It’s Friday morning and I’m still going strong! Our presenter was Joseph Hendershott an expert on working with “wounded youth.”
He started by explaining what compassion fatigue (CF) is. He compared and contrasted it to “burnout.” CF is different in that it comes from not feeling capable to deal with other people’s trauma. Burnout comes from conflict or dissatisfaction. CF comes from repetitive, emphatic response to pain and suffering by absorbing and internalizing the emotions of clients. It’s common with doctors, nurses, EMTs, and even lawyers. Teachers get it when they aren’t necessarily equipped to deal with the range of issues some of our students bring to the classroom.
CF typically affects teachers who do their jobs well. It affects teachers who actually have certain positive personal attributes. They tend to be perfectionists and become emotionally involved with their children. It also tends to affect those whose identity is strongly tied to their jobs.
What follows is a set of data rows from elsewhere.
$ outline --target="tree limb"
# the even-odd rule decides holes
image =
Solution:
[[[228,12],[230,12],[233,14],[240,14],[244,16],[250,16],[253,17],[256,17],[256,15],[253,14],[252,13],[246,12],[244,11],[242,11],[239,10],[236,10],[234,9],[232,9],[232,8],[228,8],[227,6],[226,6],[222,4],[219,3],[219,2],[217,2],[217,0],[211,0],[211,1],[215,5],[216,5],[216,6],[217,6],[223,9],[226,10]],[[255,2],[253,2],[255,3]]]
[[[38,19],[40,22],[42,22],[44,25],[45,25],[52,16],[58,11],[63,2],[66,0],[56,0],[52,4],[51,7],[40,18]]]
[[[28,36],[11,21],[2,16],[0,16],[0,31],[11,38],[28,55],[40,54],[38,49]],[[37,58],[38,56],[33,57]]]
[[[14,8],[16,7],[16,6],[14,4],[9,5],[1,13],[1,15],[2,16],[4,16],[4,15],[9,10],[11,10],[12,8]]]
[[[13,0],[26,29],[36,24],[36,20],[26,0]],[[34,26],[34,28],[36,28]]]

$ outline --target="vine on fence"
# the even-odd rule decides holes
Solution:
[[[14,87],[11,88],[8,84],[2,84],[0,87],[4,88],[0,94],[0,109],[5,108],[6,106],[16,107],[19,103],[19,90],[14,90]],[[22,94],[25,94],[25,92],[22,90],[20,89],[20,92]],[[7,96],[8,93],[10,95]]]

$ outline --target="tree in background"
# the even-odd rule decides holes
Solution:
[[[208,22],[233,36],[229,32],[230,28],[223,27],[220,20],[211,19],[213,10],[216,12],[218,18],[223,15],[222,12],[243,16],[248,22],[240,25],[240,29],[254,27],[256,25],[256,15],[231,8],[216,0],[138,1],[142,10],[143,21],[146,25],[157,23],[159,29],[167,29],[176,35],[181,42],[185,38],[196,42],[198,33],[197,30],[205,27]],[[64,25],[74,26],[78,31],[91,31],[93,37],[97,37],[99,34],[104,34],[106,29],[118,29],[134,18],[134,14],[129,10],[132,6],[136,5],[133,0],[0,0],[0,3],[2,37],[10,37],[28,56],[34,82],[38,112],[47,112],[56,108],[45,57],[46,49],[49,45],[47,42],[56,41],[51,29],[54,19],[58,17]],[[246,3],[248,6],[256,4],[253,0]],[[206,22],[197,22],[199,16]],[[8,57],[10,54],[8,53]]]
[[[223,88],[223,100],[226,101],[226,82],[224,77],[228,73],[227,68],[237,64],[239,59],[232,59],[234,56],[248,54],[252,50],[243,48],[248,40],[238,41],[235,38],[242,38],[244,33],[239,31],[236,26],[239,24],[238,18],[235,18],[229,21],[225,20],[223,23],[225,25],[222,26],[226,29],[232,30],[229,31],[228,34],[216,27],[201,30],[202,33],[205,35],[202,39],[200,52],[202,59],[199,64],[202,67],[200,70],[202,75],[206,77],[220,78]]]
Having these positive personal attributes, coupled with having a tough job, puts teachers at risk for CF. We discussed the most frustrating things about being a teacher: paperwork, the feeling of never being finished, lack of training, conflicts with administrators, pressure from testing, teacher evaluation based on student tests, being held accountable for the performance of students with problems beyond our control, and teaching unmotivated students. All of these and more make teaching a tough job.
So how do we cope with it?
-First, recognize that it exists
-Live a balanced life; don’t make teaching all that you are
-Attend to your physical health, intellectual stimulation, introspection and social interactions
Joseph made it clear that CF is unavoidable, especially for conscientious teachers. The key is coping with it in healthy ways.
This session was OK. Personally I don’t think I suffer from CF; I get stressed out from time to time, but I’m always careful to take time each day from myself and for my family. I deal with high needs kids on a daily basis, but I realize that my job isn’t to fix their entire situation; my job is to teach them and ensure that their classroom is a stable, organized and predictable place. And I can do that.